ズームのAI活用の生産性向上アプリは、春にプレビュー版として提供される方針です。
昨年発表されたAIアバターは、ユーザーの外見や表情、口元や目の動きを模倣するフォトリアルなアバターで、カメラに映る準備ができていない場合でも、オンライン会議や非同期ビデオメッセージングで活用できるとしています。
AIアバターに加え、会議中の音声や映像の偽装を警告するディープフェイク検出技術も導入されます。
その他の新しいツールとして、AI活用のオフィスアプリであるAIドキュメント、スライド、シートが含まれています。会議のトランスクリプトや他のサービスのデータを基に、文書の下書きやデータを含むスプレッドシート、プレゼンテーションを作成できるということです。

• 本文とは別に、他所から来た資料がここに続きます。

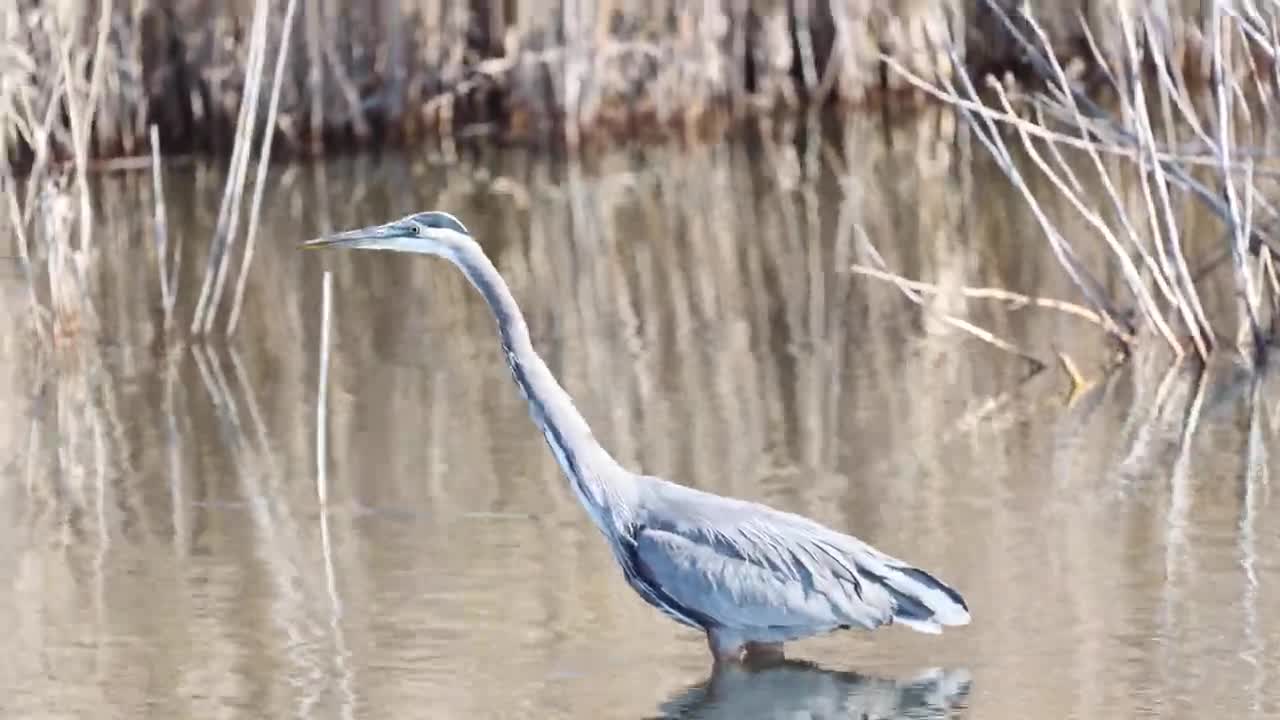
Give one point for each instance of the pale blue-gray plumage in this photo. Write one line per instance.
(748, 575)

さらに、ズームのAIコンパニオン3.0がデスクトップアプリに登場し、9月にウェブで初めて導入されました。AIコンパニオンの月間アクティブユーザー数は、2026年度第4四半期に前年同期比で3倍以上に増加したとしています。
従業員コミュニケーションアプリのWorkvivoにもAIアシスタントが導入され、このアシスタントはSlack、Salesforce、ServiceNow、Gmail、Outlook、Asana、Jiraなどのサービスと連携し、異なる知識ベースに関する質問ができるとしています。
ズームはAIを活用したオフィスソフトウェアの開発において、CanvaやContextのような新興企業と共に取り組んでいます。Salesforce傘下のSlackも、チームコミュニケーションアプリにAI機能を追加しています。

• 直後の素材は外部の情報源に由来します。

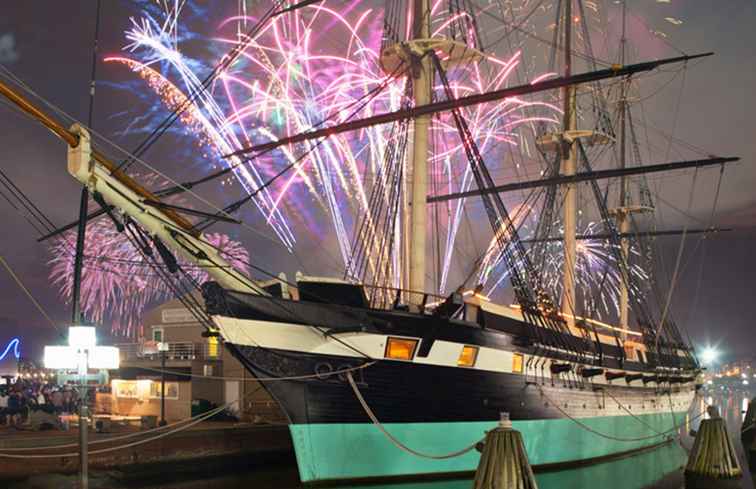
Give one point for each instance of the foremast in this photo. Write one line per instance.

エージェンティックなワークフローへの関心の高まりに対応し、ユーザーは自然言語プロンプトを使用してカスタムエージェントを作成できるようになりました。作成後、チャットでエージェントに言及してタスクを実行できるということです。
開発者向けには、ズームの音声、視覚、言語インテリジェンスAPIがオンプレミスまたはクラウドで展開可能となります。
さらに、ズームはAIを活用してチャットの体験を向上させ、重要なインサイトを抽出し、スレッドを要約するということです。
これらの変更を補完するために、ズームはデスクトップ、モバイル、ウェブなどの異なるデバイスでAIツールへのアクセスを容易にするため、デザインを統一する方針です。